Transaction Healing: Scaling Optimistic Concurrency Control on Multicores

This paper from SIGMOD 2016 proposes a transaction healing approach to improve the scalability of Optimistic Concurrency Control (OCC) in main-memory OLTP systems running on multicore architectures. Instead of discarding the entire execution when validation fails, the system repairs only the inconsistent operations to improve throughput in high-contention scenarios.

If this sounds familiar, it's because we recently reviewed the Morty paper from EuroSys 2023, which applied healing ideas to interactive transactions using continuations to support re-execution. This 2016 Transaction Healing paper is scoped to static stored procedures, and focuses more on integrating healing into OCC for stored procedures. 


Key Ideas

OCC works well under low contention because it separates reads from writes and  keeps critical sections short (only for validation). But under high contention, especially in workloads with skewed access patterns (like Zipfian distributions), transactions are frequently invalidated by concurrent updates. The naive OCC response of abort and restart leads to wasting CPU cycles and degrading cache locality.

Transaction healing aims to address this problem by observing/betting that most validation failures affect only a subset of a transaction's operations. If only the affected operations can be detected and recovered, the system can avoid redoing the entire transaction. They implement this by leveraging two components.

First, a static analysis phase extracts operation dependencies from the stored procedure a priori. The dependency analysis distinguishes between two types of relations: key-dependencies, where the result of one operation determines the lookup key for another; and value-dependencies, where the value produced by one operation is used in a subsequent one. With this graph in hand, transaction healing can surgically repair any non-serializable operation at runtime.

Second, a runtime access cache, maintained per thread, tracks the behavior of each executed operation (its inputs, outputs, effects, and the memory addresses it accessed) and identifies conflicted parts of a transaction at runtime. The access cache supports this by recording memory addresses (avoiding repeated index lookups) and allowing efficient reuse of unaffected results.


Transaction healing

The healing process is triggered during the validation phase, when an inconsistency is detected in the read/write set. Rather than aborting immediately, the system identifies the earliest affected operation (using its dependency graph), and restores it. If the operation is value-dependent, healing updates its effects based on cached inputs and outputs. If it's key-dependent, a re-execution is necessary since the accessed record may change. The healing propagates forward through the dependency graph, recursively restoring all operations affected by the initial inconsistency.

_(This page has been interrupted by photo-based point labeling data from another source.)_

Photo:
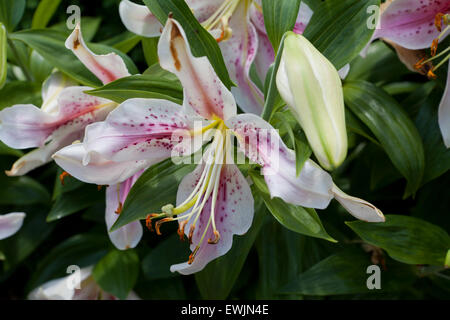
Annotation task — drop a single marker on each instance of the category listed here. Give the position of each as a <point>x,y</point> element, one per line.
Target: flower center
<point>206,188</point>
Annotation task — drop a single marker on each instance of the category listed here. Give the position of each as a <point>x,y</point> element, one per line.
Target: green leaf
<point>279,17</point>
<point>141,86</point>
<point>338,29</point>
<point>44,12</point>
<point>201,42</point>
<point>11,12</point>
<point>156,264</point>
<point>346,273</point>
<point>218,278</point>
<point>391,126</point>
<point>117,272</point>
<point>82,250</point>
<point>74,201</point>
<point>298,219</point>
<point>150,47</point>
<point>30,236</point>
<point>406,239</point>
<point>155,188</point>
<point>50,45</point>
<point>22,191</point>
<point>3,56</point>
<point>20,92</point>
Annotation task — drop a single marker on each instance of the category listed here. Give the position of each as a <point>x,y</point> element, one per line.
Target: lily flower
<point>420,24</point>
<point>77,286</point>
<point>312,89</point>
<point>214,202</point>
<point>238,27</point>
<point>65,112</point>
<point>10,223</point>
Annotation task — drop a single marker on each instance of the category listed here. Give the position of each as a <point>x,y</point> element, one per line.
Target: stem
<point>19,60</point>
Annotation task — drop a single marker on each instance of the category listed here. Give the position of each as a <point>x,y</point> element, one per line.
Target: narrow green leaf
<point>339,29</point>
<point>117,272</point>
<point>3,56</point>
<point>279,17</point>
<point>201,42</point>
<point>218,278</point>
<point>11,12</point>
<point>20,92</point>
<point>50,45</point>
<point>141,86</point>
<point>74,201</point>
<point>156,264</point>
<point>406,239</point>
<point>155,188</point>
<point>391,126</point>
<point>346,273</point>
<point>44,12</point>
<point>295,218</point>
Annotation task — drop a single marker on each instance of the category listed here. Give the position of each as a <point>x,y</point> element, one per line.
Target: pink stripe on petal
<point>233,215</point>
<point>410,23</point>
<point>203,90</point>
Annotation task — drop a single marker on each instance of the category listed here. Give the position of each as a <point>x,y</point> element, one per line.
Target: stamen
<point>62,176</point>
<point>216,238</point>
<point>159,223</point>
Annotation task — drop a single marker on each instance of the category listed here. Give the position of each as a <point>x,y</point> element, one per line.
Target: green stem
<point>21,64</point>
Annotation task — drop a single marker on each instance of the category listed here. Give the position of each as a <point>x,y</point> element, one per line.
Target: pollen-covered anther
<point>159,223</point>
<point>419,64</point>
<point>438,21</point>
<point>62,176</point>
<point>119,208</point>
<point>434,46</point>
<point>180,230</point>
<point>431,75</point>
<point>216,238</point>
<point>191,233</point>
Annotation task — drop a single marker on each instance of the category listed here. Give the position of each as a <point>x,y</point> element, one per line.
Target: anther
<point>158,225</point>
<point>119,208</point>
<point>431,74</point>
<point>434,46</point>
<point>191,233</point>
<point>62,176</point>
<point>438,21</point>
<point>216,238</point>
<point>180,230</point>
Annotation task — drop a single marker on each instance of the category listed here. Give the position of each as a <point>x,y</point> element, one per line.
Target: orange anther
<point>438,21</point>
<point>434,45</point>
<point>431,75</point>
<point>180,230</point>
<point>191,233</point>
<point>119,208</point>
<point>62,176</point>
<point>419,64</point>
<point>216,238</point>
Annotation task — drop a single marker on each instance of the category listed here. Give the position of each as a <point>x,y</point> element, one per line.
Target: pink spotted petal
<point>10,223</point>
<point>203,90</point>
<point>26,126</point>
<point>444,113</point>
<point>138,19</point>
<point>262,144</point>
<point>129,235</point>
<point>233,215</point>
<point>410,23</point>
<point>239,53</point>
<point>98,171</point>
<point>138,129</point>
<point>107,67</point>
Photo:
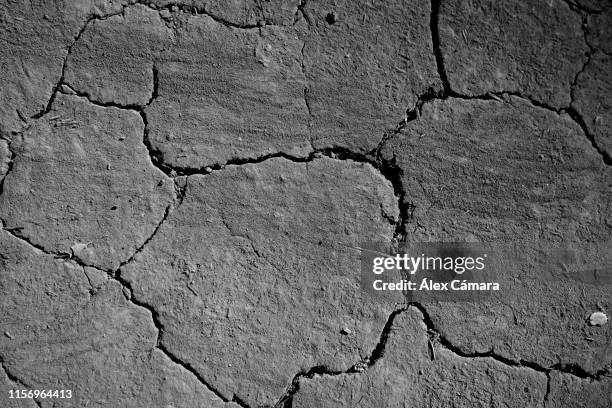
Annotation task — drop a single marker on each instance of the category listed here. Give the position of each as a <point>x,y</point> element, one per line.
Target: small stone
<point>598,319</point>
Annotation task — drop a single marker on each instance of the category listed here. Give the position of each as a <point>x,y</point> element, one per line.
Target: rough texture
<point>38,36</point>
<point>226,93</point>
<point>599,32</point>
<point>112,362</point>
<point>113,60</point>
<point>186,187</point>
<point>240,12</point>
<point>275,236</point>
<point>366,64</point>
<point>530,47</point>
<point>407,374</point>
<point>87,167</point>
<point>492,171</point>
<point>592,100</point>
<point>571,392</point>
<point>5,157</point>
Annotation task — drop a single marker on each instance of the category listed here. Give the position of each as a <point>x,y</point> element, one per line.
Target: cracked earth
<point>182,185</point>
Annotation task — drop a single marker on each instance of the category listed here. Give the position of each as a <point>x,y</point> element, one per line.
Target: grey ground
<point>181,183</point>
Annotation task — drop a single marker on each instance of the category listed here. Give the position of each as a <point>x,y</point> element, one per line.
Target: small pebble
<point>598,319</point>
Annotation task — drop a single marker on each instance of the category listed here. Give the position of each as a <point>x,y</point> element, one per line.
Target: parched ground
<point>183,184</point>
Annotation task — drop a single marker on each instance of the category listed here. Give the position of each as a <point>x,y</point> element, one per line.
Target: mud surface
<point>185,186</point>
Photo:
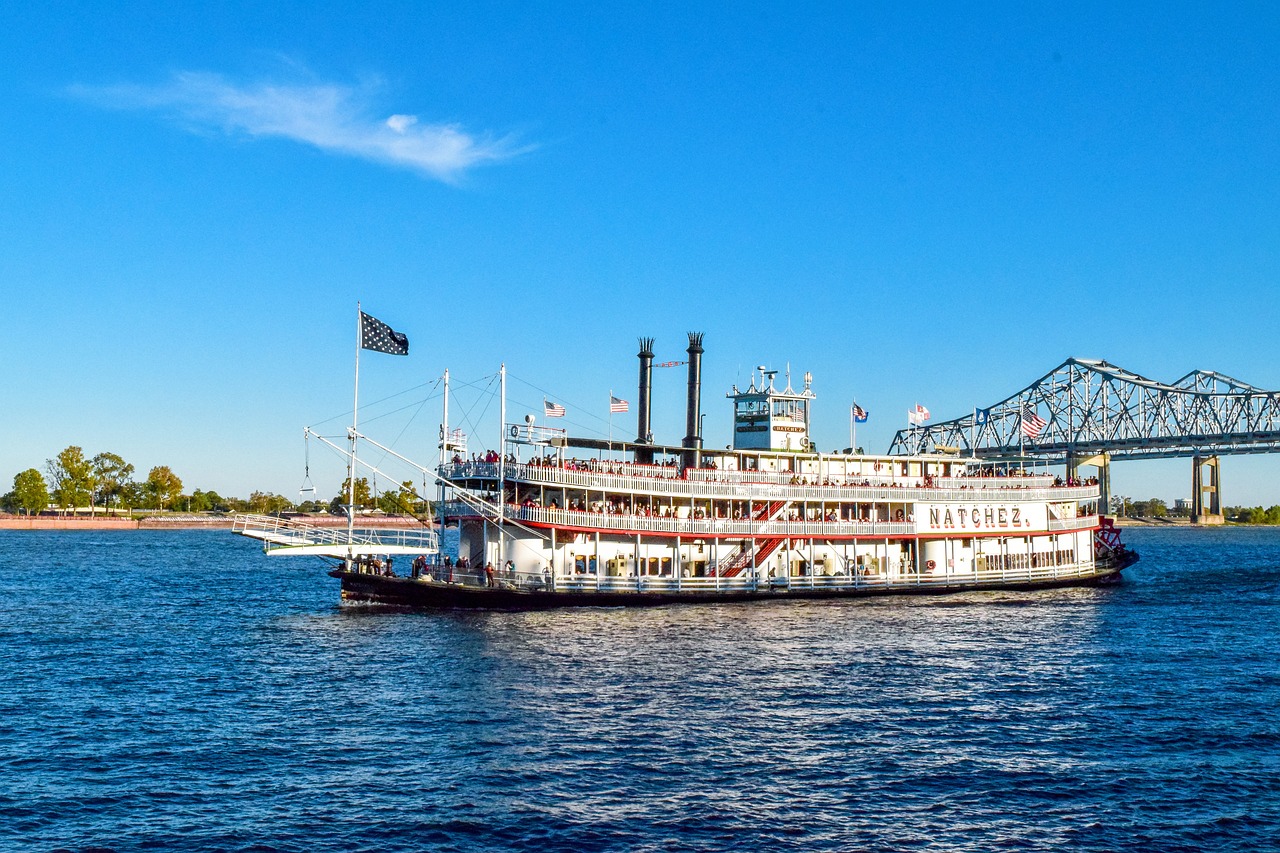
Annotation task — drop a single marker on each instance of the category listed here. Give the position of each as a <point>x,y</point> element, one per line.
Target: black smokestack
<point>644,430</point>
<point>693,442</point>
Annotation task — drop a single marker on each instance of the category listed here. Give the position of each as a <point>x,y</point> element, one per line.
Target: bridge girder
<point>1093,407</point>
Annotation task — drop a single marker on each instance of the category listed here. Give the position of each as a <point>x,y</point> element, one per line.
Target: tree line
<point>73,480</point>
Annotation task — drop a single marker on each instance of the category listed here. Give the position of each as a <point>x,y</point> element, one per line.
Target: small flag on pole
<point>379,337</point>
<point>1032,423</point>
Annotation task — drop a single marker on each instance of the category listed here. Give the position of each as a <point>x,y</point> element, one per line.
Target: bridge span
<point>1088,413</point>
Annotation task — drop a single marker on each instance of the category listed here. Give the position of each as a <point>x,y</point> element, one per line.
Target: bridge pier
<point>1206,497</point>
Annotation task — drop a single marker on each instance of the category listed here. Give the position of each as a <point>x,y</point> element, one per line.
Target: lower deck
<point>529,592</point>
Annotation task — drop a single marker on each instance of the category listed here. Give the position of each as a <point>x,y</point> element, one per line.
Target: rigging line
<point>346,415</point>
<point>403,429</point>
<point>466,413</point>
<point>548,393</point>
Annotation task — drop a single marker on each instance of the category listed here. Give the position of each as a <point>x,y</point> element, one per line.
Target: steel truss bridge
<point>1096,413</point>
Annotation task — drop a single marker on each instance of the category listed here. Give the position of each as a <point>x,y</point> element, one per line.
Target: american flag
<point>1032,423</point>
<point>379,337</point>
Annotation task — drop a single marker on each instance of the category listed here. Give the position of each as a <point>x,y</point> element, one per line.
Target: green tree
<point>30,492</point>
<point>402,502</point>
<point>161,487</point>
<point>364,497</point>
<point>269,502</point>
<point>72,478</point>
<point>110,477</point>
<point>133,496</point>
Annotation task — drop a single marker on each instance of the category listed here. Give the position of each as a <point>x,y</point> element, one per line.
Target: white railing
<point>718,489</point>
<point>592,583</point>
<point>694,527</point>
<point>283,533</point>
<point>1079,523</point>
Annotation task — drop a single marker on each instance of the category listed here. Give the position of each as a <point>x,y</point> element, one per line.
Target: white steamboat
<point>557,520</point>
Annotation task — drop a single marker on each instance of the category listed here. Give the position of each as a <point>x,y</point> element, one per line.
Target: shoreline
<point>176,523</point>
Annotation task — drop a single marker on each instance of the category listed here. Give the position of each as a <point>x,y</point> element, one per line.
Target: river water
<point>179,690</point>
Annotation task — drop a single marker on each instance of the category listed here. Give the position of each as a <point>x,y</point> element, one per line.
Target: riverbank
<point>193,521</point>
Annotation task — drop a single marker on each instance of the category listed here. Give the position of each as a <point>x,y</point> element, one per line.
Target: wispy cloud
<point>330,117</point>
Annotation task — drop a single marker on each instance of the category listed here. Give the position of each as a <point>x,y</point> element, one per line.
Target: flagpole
<point>1022,437</point>
<point>502,465</point>
<point>444,456</point>
<point>351,463</point>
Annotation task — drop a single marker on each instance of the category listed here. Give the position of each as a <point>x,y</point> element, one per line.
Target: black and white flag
<point>375,334</point>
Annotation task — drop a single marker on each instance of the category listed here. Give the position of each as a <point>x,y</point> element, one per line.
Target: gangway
<point>282,536</point>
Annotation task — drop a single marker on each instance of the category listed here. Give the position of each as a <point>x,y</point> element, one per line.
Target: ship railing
<point>283,533</point>
<point>787,478</point>
<point>890,580</point>
<point>585,479</point>
<point>1079,523</point>
<point>704,527</point>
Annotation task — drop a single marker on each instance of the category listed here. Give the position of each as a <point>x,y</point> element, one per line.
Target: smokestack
<point>644,430</point>
<point>693,442</point>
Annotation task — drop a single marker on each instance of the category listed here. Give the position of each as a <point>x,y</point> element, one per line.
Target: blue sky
<point>915,205</point>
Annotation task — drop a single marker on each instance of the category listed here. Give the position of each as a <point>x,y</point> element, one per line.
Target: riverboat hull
<point>433,594</point>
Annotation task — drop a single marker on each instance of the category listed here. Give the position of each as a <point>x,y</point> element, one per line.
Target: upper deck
<point>663,480</point>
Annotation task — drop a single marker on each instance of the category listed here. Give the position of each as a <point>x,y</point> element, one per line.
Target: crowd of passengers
<point>737,514</point>
<point>639,469</point>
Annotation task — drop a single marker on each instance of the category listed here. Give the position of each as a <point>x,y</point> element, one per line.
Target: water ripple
<point>187,693</point>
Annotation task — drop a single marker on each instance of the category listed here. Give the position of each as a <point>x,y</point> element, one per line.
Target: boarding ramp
<point>280,536</point>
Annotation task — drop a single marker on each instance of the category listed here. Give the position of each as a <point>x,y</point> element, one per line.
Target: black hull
<point>429,594</point>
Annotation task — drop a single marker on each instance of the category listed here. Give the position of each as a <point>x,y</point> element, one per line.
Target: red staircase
<point>740,561</point>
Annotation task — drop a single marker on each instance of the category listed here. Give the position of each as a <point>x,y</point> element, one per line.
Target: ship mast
<point>351,461</point>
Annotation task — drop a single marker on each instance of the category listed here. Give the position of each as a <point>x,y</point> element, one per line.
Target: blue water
<point>182,692</point>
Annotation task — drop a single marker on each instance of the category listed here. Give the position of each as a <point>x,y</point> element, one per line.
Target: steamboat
<point>553,520</point>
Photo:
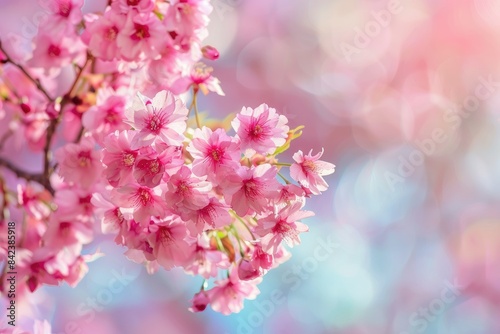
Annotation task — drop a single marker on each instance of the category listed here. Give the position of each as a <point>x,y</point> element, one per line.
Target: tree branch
<point>35,81</point>
<point>39,178</point>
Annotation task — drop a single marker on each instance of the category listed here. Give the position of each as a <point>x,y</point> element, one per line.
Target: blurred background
<point>404,96</point>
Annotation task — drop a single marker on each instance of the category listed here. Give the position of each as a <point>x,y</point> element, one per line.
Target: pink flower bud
<point>210,52</point>
<point>199,302</point>
<point>246,271</point>
<point>25,108</point>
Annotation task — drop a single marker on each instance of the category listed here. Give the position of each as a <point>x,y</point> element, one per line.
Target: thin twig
<point>39,178</point>
<point>35,81</point>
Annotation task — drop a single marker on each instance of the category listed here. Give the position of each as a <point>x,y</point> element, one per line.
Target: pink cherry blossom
<point>101,34</point>
<point>149,168</point>
<point>109,214</point>
<point>308,171</point>
<point>141,37</point>
<point>200,78</point>
<point>169,240</point>
<point>145,201</point>
<point>79,163</point>
<point>215,153</point>
<point>160,119</point>
<point>252,190</point>
<point>199,302</point>
<point>140,6</point>
<point>261,130</point>
<point>106,116</point>
<point>214,215</point>
<point>282,225</point>
<point>206,261</point>
<point>228,294</point>
<point>65,14</point>
<point>53,52</point>
<point>185,191</point>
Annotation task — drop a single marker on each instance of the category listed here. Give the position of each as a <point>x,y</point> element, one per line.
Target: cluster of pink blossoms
<point>209,200</point>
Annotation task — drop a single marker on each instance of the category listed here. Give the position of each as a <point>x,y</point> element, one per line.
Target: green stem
<point>284,178</point>
<point>195,105</point>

The healing mechanism is built to preserve serializability. Validation acquires locks in a globally consistent order (e.g., sorted by memory address) to avoid deadlocks. If during healing a lock must be acquired out of order (e.g., due to new dependencies introduced by re-executed operations), the transaction is aborted in order not to risk a deadlock. The paper says this situation is rare due to validation-order optimizations. Despite occasional aborts, transaction healing guarantees forward progress and eventual termination: each transaction's read/write set is finite and every element is validated at most once, which ensures that healing either succeeds or fails definitively.


Evaluation Highlights

They implemented a C++ in-memory database engine, THEDB, to test these ideas. THEDB employs LLVM to perform static dependency analysis on stored procedures and includes support for standard database features like inserts, deletes, and range queries (the latter protected against phantoms via B+-tree versioning, as in Silo). The authors evaluate THEDB on a 48-core AMD machine using two common benchmarks: TPC-C and Smallbank. THEDB is compared against five systems: variants of OCC (including Silo-style), 2PL, a hybrid OCC-2PL approach, and a deterministic partitioned system.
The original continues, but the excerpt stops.